Thursday, November 10, 2011

Nightspell

Nightspell by Leah Cypess is a companion novel to her debut, Mistwood (my review). It can be read as a stand alone novel, the two only share one character and you don't need to know her story from the first novel to enjoy or understand this one.


Synopsis (from Goodreads):
When Darri rides into Ghostland, a country where the living walk with the dead, she has only one goal: to rescue her younger sister Callie, who was sent to Ghostland as a hostage four years ago. But Callie has changed in those four years, and now has secrets of her own. In her quest to save her sister from herself, Darri will be forced to outmaneuver a handsome ghost prince, an ancient sorcerer, and a manipulative tribal warrior (who happens to be her brother). When Darri discovers the source of the spell that has kept the dead in Ghostland chained to this earth, she faces a decision that will force her to reexamine beliefs she has never before questioned - and lead her into the heart of a conspiracy that threatens the very balance of power between the living and the dead.

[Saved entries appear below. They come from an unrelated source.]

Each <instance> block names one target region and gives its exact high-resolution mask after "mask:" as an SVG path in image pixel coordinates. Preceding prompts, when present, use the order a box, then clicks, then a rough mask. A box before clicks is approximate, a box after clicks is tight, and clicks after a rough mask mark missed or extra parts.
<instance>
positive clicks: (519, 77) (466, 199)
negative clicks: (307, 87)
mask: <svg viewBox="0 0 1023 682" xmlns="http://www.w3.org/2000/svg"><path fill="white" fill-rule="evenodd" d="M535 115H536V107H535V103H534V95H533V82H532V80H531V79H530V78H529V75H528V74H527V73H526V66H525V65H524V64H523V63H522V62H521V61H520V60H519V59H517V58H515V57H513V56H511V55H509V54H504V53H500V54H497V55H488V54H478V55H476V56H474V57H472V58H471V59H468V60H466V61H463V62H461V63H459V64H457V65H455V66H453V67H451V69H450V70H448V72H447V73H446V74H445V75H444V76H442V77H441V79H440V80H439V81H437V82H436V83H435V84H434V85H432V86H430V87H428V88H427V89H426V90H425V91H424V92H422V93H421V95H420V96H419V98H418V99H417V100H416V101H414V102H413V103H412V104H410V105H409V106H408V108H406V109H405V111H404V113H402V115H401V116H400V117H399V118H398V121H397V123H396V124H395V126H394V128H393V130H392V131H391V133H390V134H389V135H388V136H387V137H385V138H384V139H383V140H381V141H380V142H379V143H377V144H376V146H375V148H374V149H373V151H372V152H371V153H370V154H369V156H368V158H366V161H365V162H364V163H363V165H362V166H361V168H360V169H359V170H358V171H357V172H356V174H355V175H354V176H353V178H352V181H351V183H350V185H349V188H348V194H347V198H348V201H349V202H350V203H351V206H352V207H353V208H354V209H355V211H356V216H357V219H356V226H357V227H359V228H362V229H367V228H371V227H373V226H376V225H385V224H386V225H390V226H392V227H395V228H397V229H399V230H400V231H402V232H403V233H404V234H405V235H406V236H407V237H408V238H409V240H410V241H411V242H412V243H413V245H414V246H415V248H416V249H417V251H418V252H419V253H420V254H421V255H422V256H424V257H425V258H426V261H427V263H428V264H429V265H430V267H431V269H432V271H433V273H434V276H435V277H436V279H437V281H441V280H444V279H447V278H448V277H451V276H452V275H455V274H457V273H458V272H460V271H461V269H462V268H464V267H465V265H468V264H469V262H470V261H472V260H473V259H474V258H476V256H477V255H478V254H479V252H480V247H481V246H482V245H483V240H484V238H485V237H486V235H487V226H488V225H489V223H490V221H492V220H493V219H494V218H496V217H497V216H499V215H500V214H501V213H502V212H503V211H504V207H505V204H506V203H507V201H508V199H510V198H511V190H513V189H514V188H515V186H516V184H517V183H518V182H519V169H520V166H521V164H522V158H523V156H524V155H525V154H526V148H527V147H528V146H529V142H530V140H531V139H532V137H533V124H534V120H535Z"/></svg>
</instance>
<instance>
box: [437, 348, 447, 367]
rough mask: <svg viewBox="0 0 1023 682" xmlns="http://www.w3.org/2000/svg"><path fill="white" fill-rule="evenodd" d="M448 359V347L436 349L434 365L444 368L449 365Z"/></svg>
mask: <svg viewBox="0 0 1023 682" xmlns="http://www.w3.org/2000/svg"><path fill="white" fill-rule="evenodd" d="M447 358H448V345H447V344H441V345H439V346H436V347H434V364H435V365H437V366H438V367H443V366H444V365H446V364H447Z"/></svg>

Despite what the synopsis may lead you to believe, Darri is really not the main character. Or at least not all by herself. She shares that position with both her siblings, Callie and Varis, and also with Clarisse. Of the lot of them Darri was actually the one I found the least interesting. She is one of those hard headed stubborn types who has firm opinions, but doesn't seemed to have done  much analyzing to arrive at those opinions. Varis and Clarisse were by far my favorite characters. They were certainly not always likable, not even a little bit, but man oh man are they are interesting. They too have firm ideas about what needs to be done, but at least there is evidence that they think things through carefully, and even when you think the choices they make are reprehensible you can see why they are making them. The interactions between the two of them were my favorite parts of the book.


Cypess has a real talent for drawing a reader into a story. There is plenty of intrigue, mystery, and complicated maneuvering going on amongst the members of the court to keep a reader engrossed until the end. However, once I reached the end I was so frustrated. (This happened when I read Mistwood too.) The troubling thing about it is I can't explain why I'm frustrated because that would involve giving away spoilers. I'll just say that I felt there were several holes left in the plot at that the end.


I do like the way the ghosts were portrayed as clinging to an artificiality and that they were not enjoying eternal life, but rather eternal death. I also enjoyed that this was a sibling story as much as it was a ghost or fantasy intrigue story. The relationship between Varis, Darri, and Callie is portrayed very realistically and I loved that element.


This is a good book to recommend to anyone who enjoys slightly creepy stories and complex relationships.